Il potere è donna ai comandi di Cina Inc

di Sara Cristaldi Yang Mianmian, presidente di Haier Group. Sun Yaofang, ceo di Huawei Tecnologies. Gong Mingzhu, presidente di Gree Electric Appliances. Cosa hanno in comune questi tre potenti capitani di industria? Sono cinesi, sono donne e sono le prime delle sei presenti in graduatoria (a partire dal 17° posto) nell'ultima classifica di Fortune dedicata alle 50 donne che danno volto al potere internazionale.
Ma sono anche il volto della Cina moderna che il 1° ottobre festeggerà i 60 anni di vita della Repubblica popolare, con orgoglio nazionalista e non senza molte contraddizioni, acuite in alcuni casi dallo sviluppo a tappe forzate imposto dal "capitalismo socialista" o "socialismo di mercato" (come chiamare lo si voglia), che ha letteralmente cambiato i connotati al paese ereditato dal fondatore Maozedong.

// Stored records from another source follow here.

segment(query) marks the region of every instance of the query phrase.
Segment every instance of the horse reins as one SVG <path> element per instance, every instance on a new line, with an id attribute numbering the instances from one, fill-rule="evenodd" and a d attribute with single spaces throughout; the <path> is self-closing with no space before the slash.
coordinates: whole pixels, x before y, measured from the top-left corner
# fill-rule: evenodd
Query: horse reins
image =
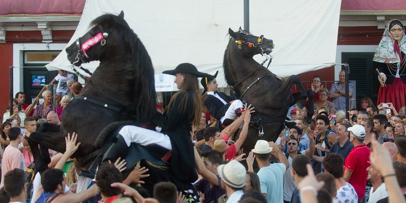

Donne, dunque, e potenti. A capo, si badi bene, di veri e propri fiori all'occhiello di un'industria cinese la cui avanguardia ha ormai compiuto sì un "grande balzo in avanti" (per rimanere sulla lunghezza d'onda dell'oratoria maoista) ma lo ha soprattutto compiuto oltre frontiera, non più timorosa degli attacchi dei nemici esteri cui per millenni hanno opposto resistenza i contrafforti difensivi della Grande Muraglia prima e l'autarchia comunista dopo.
Certo per gli uomini e le donne cinesi il cammino da compiere sulla strada dello sviluppo resta lungo, come sottolinea Steve Roach, ceo di Morgan Stanley Asia, nel suo libro "Next Asia" in uscita questo mese. Ma anche una riconosciuta Cassandra della globalizzazione come lui non può mancare di essere ottimista sul futuro dell'Asia e della Cina. E il fatto che nel caso di quest'ultima il destino sia nelle mani dell'altra metà del cielo più che in altri paesi la dice lunga sul modello di sviluppo cinese. Ancor oggi da studiare con meno stereotipi e pregiudizi.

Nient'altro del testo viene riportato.